To do that, I have two of our excellent White House reporters, White House correspondent Jeff Mordock and White House reporter Mallory Wilson.
[GERBO] There’s two dominant themes that emerge when we talk about what’s happened here in the first three months of the Trump administration, the second Trump administration, and it really boils down to immigration and the economy. I’ll start with immigration because that’s been maybe the most newsworthy topic and the one that’s gotten the most back and forth, whether it’s from the courts, the American people, Democrats, all have a position here. The president and the White House, I think Jeff, believe that they’ve got the winning message here, and polling would indicate that most Americans generally support the efforts to close the southern U.S. border. We’ve seen border crossings and arrests at the border drop dramatically since the final months and days of the Biden administration, where that kind of comes to a head is how Americans and the public at large feel about deportations and mass flights to Venezuela, El Salvador, and other efforts that have gone on the deportation side. But immigration, the White House believes is a winning issue for them, correct?
[MORDOCK] Oh, that’s correct, and that they argued that that’s the mandate that sent them to the White House in the first place. It’s really interesting to compare the numbers that are out there under this administration compared to the first couple months of the Biden administration, when the border crossings increased dramatically.

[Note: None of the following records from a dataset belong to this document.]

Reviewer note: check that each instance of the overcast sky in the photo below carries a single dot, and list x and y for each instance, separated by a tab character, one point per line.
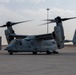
20	10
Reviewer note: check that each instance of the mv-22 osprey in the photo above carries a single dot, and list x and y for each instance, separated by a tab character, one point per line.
48	43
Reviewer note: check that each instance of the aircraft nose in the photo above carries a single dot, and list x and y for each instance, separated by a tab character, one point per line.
9	48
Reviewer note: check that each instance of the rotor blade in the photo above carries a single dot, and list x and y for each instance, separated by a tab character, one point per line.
3	26
64	19
20	22
52	20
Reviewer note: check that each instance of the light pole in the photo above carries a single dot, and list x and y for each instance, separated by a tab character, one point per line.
47	19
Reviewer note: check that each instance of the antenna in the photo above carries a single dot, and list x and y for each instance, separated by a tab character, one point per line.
47	19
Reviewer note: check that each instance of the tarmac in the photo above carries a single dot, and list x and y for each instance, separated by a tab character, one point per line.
63	63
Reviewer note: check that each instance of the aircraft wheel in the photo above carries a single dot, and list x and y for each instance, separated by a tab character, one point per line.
48	52
10	53
34	52
55	52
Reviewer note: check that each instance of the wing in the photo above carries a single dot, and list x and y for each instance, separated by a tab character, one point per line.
44	36
18	36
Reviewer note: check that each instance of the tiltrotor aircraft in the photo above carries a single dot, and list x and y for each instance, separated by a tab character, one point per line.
48	43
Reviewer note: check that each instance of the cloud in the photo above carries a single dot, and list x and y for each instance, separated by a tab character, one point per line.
4	1
37	1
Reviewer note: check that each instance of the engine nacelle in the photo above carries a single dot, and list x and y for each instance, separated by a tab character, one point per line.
7	33
58	37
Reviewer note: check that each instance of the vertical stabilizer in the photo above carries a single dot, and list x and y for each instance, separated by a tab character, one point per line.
74	38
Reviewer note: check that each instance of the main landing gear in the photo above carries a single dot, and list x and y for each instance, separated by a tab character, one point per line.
54	52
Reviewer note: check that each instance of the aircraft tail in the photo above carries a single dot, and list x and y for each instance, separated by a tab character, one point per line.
9	31
74	38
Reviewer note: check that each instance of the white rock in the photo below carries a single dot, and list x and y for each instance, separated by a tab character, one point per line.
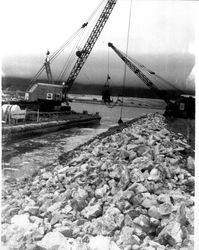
100	242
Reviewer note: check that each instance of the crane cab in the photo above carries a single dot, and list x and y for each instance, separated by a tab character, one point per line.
49	97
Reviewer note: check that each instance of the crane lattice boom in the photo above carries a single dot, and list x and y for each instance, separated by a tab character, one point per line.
139	73
84	53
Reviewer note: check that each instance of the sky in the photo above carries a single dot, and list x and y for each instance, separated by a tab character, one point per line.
162	37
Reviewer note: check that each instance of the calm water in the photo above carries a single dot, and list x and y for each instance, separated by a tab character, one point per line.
25	156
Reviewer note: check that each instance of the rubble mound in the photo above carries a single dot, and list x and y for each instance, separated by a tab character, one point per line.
130	189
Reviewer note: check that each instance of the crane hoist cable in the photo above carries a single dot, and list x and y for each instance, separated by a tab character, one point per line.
71	59
154	75
54	55
62	47
125	66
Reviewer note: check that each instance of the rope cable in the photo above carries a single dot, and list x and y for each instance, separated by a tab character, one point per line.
125	66
69	60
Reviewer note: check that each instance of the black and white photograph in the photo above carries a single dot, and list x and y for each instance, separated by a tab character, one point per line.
98	125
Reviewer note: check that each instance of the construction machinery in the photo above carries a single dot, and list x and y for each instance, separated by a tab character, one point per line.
183	106
53	95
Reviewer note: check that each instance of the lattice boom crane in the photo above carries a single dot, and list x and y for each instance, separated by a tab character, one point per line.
85	52
183	106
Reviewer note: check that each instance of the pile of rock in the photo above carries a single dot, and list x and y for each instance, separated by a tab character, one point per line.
133	189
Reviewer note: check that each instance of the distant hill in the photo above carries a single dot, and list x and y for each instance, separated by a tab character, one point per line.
14	84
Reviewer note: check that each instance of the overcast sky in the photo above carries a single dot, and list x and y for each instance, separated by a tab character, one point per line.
164	28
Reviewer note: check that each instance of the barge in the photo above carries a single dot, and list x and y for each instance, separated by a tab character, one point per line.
36	123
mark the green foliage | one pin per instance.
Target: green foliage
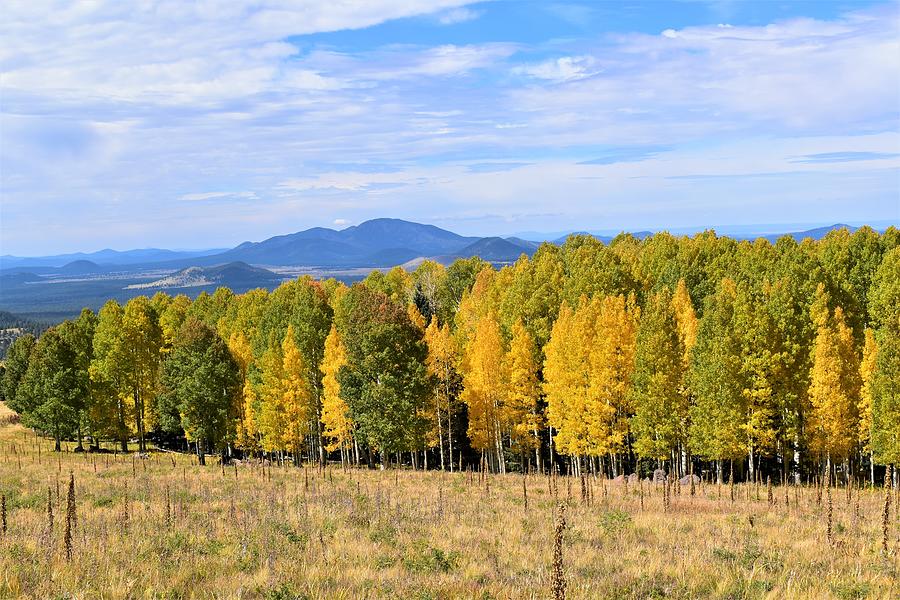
(385, 382)
(200, 381)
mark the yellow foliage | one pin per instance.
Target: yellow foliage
(520, 414)
(483, 383)
(866, 373)
(335, 414)
(612, 366)
(834, 387)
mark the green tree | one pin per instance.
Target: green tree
(199, 380)
(16, 364)
(717, 413)
(384, 381)
(50, 394)
(110, 368)
(142, 343)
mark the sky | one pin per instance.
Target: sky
(165, 123)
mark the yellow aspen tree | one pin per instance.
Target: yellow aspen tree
(611, 367)
(335, 413)
(297, 395)
(834, 383)
(686, 320)
(567, 378)
(866, 375)
(484, 388)
(521, 417)
(240, 349)
(440, 361)
(248, 428)
(271, 398)
(686, 324)
(415, 317)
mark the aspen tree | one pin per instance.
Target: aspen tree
(520, 414)
(484, 389)
(338, 427)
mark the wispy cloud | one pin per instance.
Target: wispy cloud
(200, 196)
(837, 157)
(142, 117)
(565, 68)
(458, 15)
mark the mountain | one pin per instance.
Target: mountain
(80, 267)
(375, 243)
(104, 257)
(496, 249)
(817, 234)
(236, 275)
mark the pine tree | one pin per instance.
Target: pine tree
(198, 385)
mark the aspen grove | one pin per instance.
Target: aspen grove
(690, 354)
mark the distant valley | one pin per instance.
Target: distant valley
(52, 288)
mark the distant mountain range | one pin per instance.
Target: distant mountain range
(233, 274)
(105, 257)
(52, 288)
(375, 243)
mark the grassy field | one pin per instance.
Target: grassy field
(163, 527)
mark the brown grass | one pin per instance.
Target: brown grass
(194, 532)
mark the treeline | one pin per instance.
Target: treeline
(675, 352)
(13, 326)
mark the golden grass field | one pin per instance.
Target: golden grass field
(278, 533)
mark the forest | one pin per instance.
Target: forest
(694, 354)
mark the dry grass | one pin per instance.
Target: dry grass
(194, 532)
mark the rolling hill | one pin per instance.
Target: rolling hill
(233, 274)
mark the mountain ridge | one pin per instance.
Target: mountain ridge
(379, 242)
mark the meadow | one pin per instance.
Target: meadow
(159, 525)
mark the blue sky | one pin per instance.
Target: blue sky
(190, 125)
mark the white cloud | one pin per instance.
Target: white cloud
(566, 68)
(199, 196)
(458, 15)
(140, 116)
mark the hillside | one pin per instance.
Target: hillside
(234, 274)
(375, 243)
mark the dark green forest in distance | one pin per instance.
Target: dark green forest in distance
(689, 353)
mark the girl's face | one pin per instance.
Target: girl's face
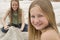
(38, 20)
(14, 5)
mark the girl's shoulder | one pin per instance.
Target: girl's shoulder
(50, 35)
(20, 10)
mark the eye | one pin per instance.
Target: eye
(32, 16)
(40, 15)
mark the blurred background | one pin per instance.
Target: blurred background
(24, 5)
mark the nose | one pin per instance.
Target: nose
(36, 20)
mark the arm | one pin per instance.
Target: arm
(23, 22)
(3, 20)
(52, 35)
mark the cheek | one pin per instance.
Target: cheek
(32, 20)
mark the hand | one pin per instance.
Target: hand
(6, 28)
(21, 29)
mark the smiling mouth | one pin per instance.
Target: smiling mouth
(38, 24)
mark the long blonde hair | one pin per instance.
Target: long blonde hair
(19, 11)
(46, 7)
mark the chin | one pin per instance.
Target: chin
(38, 28)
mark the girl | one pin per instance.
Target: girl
(42, 24)
(16, 17)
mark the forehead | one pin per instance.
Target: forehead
(36, 9)
(14, 2)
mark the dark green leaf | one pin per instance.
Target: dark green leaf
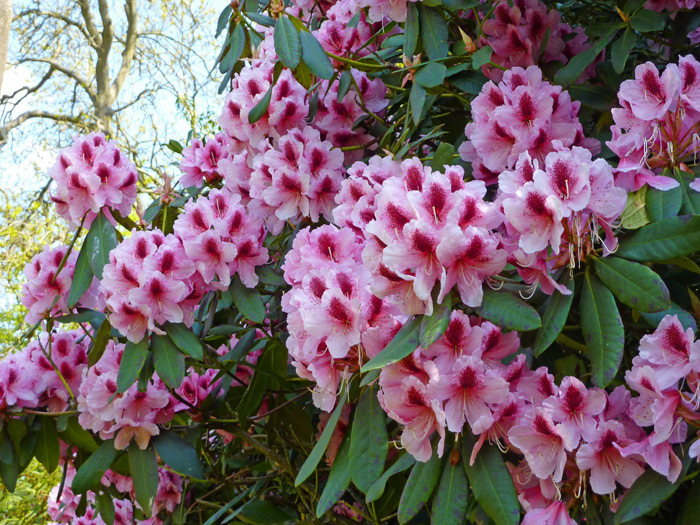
(100, 240)
(664, 239)
(247, 301)
(287, 42)
(338, 479)
(168, 361)
(602, 330)
(556, 310)
(91, 471)
(492, 484)
(368, 445)
(433, 32)
(451, 498)
(315, 57)
(508, 311)
(178, 454)
(47, 449)
(621, 49)
(403, 344)
(143, 465)
(634, 284)
(646, 21)
(321, 445)
(419, 486)
(82, 276)
(185, 340)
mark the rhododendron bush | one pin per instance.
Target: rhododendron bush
(439, 264)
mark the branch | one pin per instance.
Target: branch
(35, 113)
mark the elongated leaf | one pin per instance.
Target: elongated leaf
(404, 462)
(433, 32)
(287, 42)
(556, 310)
(368, 446)
(91, 471)
(178, 454)
(491, 484)
(185, 340)
(433, 326)
(143, 465)
(419, 487)
(452, 495)
(100, 240)
(338, 480)
(168, 361)
(47, 449)
(247, 301)
(634, 284)
(648, 492)
(508, 311)
(664, 239)
(602, 330)
(403, 344)
(82, 276)
(321, 445)
(315, 57)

And I think also the fact that we said that the polling is coming back with the numbers that they’re seeing, it’s emboldening them to not follow some of the court directives that have come out. The man from Maryland, for example, they’ve been defying the court order. Trump said last night, he could bring them back, but it doesn’t seem like he’s planning to. And I think that’s what they’re hanging their hat on when it comes to not following some of these rulings that are coming out of these judges that we have the American people on our side.

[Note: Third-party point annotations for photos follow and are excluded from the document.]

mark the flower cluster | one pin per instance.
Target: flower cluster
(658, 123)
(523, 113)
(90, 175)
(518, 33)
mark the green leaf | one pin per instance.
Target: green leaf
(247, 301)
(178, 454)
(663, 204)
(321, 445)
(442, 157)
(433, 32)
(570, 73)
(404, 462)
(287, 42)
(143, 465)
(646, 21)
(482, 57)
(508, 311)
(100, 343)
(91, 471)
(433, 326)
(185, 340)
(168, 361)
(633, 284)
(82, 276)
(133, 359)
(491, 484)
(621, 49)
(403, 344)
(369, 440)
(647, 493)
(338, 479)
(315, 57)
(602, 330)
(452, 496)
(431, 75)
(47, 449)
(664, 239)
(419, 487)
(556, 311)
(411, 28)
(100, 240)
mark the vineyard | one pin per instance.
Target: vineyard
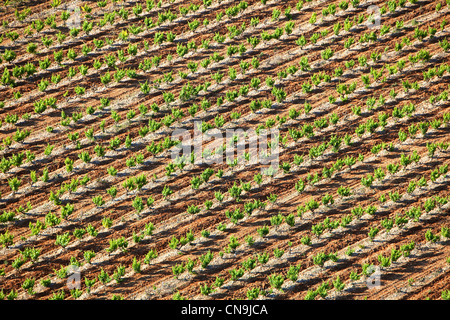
(94, 204)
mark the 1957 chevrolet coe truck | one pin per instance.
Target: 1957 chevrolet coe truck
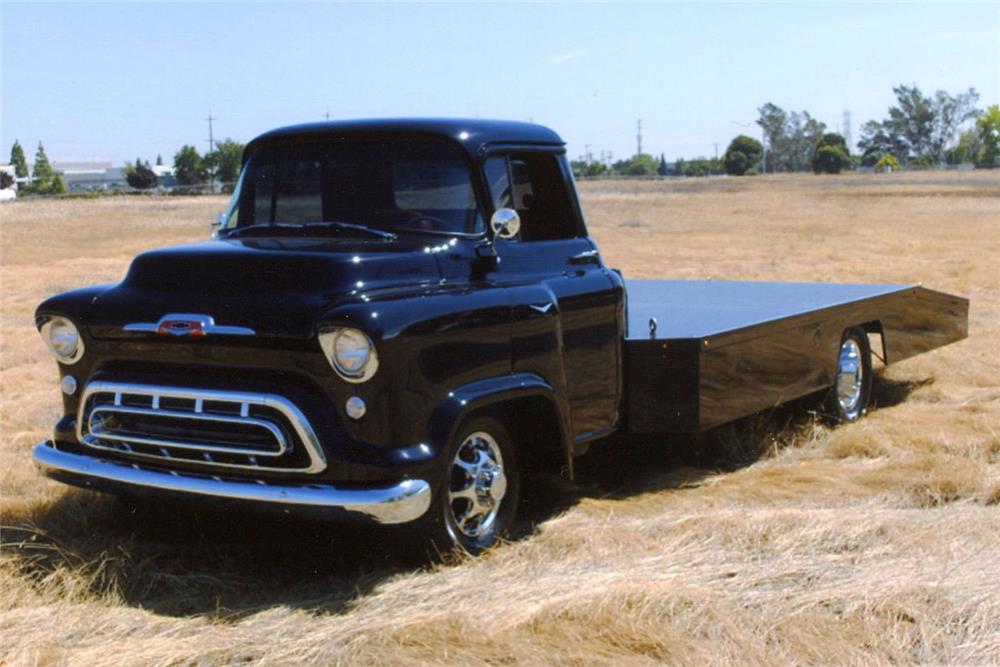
(395, 319)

[GERBO] Kilmar Abrego-Garcia, Maryland man, his attorneys believe he’s been wrongly deported. The government believes he is a gang member, and so that’s kind of been the main flash point of, yes, Americans are supportive of immigration efforts, but in terms of you getting to questions of due process, and there’s still a lot of stuff to be shaken out there.
[WILSON] Yeah, they’re really harping on the fact that the ones that they have deported are illegal immigrants and the fact that they’ve committed crimes, whether it’s proven or not. People have questioned, well, where are the women and children that you’re deporting? Where’s the due process for any of these people, whether they’re illegal or not? For Kilmar Abrego-Garcia, they did admit that it was an administrative error that he was sent there, whether he’s actually an El Salvadoran citizen or not. He is, but at the same time, he was just taken and they admit it’s an error. Last night, Trump said he could bring him back. You know, one phone call to the El Salvador president, because he’s Trump, could get him back, but he said that Abrego-Garcia wasn’t this upstanding citizen that everyone seems to — or he says the left — thinks that this man was.

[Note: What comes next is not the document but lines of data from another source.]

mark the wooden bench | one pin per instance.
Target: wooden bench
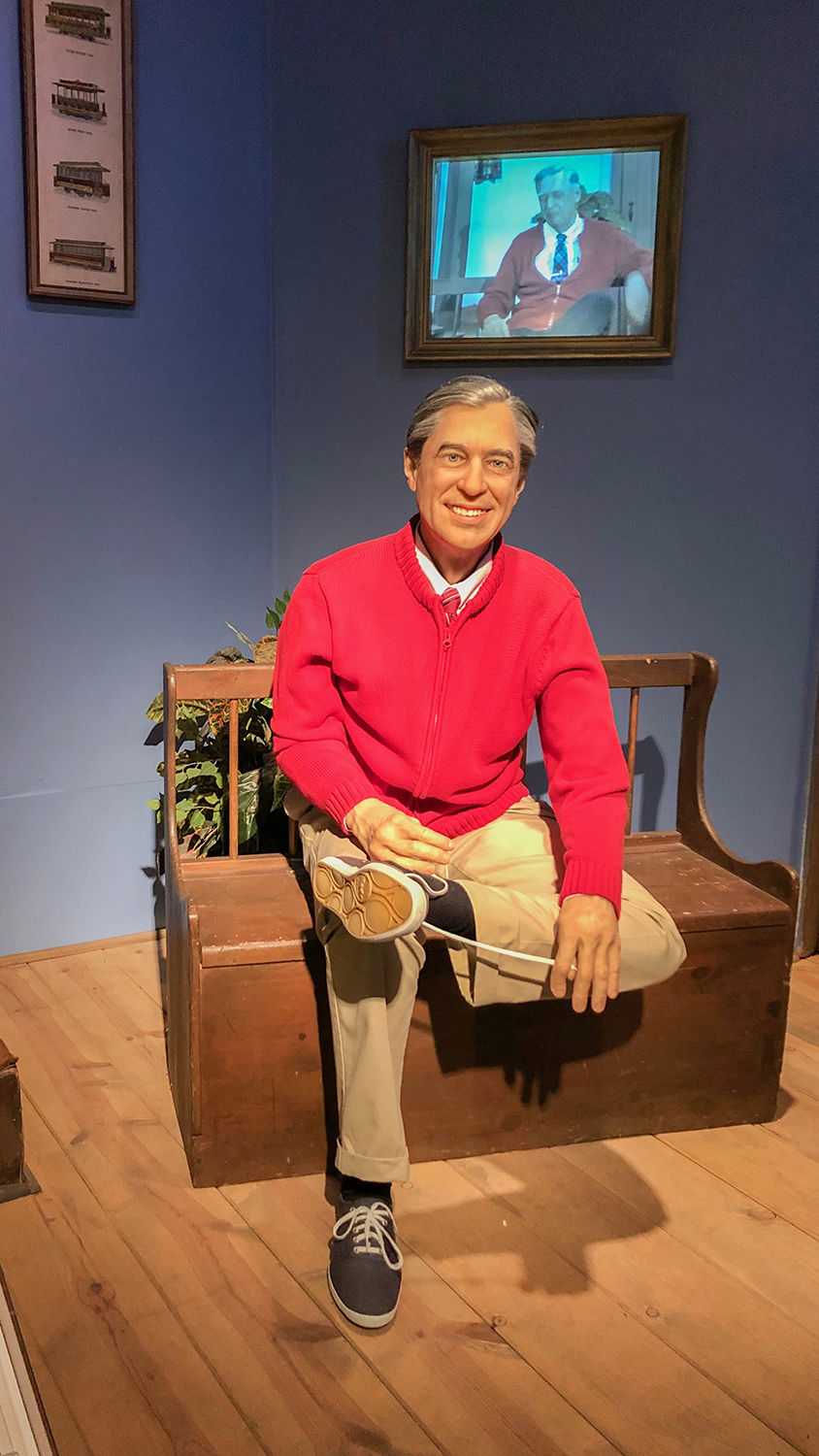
(247, 1027)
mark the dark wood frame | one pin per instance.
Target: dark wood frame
(665, 134)
(35, 287)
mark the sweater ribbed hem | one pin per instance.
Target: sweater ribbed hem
(594, 877)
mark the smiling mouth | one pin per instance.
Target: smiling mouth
(467, 513)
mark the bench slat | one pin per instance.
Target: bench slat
(638, 670)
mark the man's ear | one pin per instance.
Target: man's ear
(410, 471)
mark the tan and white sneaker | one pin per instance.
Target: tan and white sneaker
(375, 902)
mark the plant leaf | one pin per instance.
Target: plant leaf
(281, 785)
(247, 804)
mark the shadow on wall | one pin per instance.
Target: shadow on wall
(649, 782)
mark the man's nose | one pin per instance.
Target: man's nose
(472, 478)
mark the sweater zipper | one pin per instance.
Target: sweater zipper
(432, 733)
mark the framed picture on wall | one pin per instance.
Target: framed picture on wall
(79, 150)
(550, 241)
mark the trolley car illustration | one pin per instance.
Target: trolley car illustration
(82, 255)
(83, 20)
(83, 178)
(79, 99)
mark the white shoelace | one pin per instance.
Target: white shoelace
(496, 949)
(370, 1228)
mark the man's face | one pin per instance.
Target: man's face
(469, 477)
(559, 201)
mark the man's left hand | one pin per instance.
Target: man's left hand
(586, 951)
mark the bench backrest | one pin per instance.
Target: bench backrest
(694, 672)
(697, 675)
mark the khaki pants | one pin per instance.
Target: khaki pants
(509, 871)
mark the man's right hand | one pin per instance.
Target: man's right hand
(387, 833)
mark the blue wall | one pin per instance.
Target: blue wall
(136, 447)
(679, 497)
(134, 463)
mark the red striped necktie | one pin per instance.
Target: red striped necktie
(451, 602)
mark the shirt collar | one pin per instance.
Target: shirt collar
(440, 582)
(571, 232)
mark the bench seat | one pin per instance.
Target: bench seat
(249, 1039)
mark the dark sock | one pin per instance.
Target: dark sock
(354, 1188)
(451, 911)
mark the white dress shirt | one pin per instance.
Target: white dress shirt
(466, 588)
(544, 261)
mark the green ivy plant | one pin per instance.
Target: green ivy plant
(203, 757)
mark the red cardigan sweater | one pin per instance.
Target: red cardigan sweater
(376, 698)
(536, 303)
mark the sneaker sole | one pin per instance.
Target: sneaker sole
(370, 903)
(357, 1318)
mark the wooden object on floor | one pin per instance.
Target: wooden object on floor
(15, 1178)
(249, 1042)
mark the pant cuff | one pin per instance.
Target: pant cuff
(373, 1170)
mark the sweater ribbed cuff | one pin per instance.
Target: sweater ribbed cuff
(345, 797)
(594, 877)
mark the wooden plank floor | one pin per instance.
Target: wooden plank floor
(652, 1296)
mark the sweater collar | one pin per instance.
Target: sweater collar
(420, 585)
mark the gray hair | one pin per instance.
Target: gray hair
(554, 171)
(475, 390)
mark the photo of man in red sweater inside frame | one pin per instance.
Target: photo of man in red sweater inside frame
(408, 672)
(557, 276)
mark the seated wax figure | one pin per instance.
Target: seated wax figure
(553, 279)
(408, 672)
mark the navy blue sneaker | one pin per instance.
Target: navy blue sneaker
(366, 1263)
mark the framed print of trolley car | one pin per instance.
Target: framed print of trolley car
(544, 241)
(79, 150)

Democrat lawmakers have really been pushing to get him back, and it was Maryland Senator Chris Van Hollen, who actually went there and saw him, suppose holding with the X posts about him meeting with him and them having margaritas, which, you know, turned out not to be true. But it’s been this going back and forth between Democrats and Republicans over whether these people do deserve their due process. Or whether, because they’re illegal, they don’t deserve anything.
[GERBO] And there’s still a lot to be determined in terms of court actions, and we’ll see how that shakes out.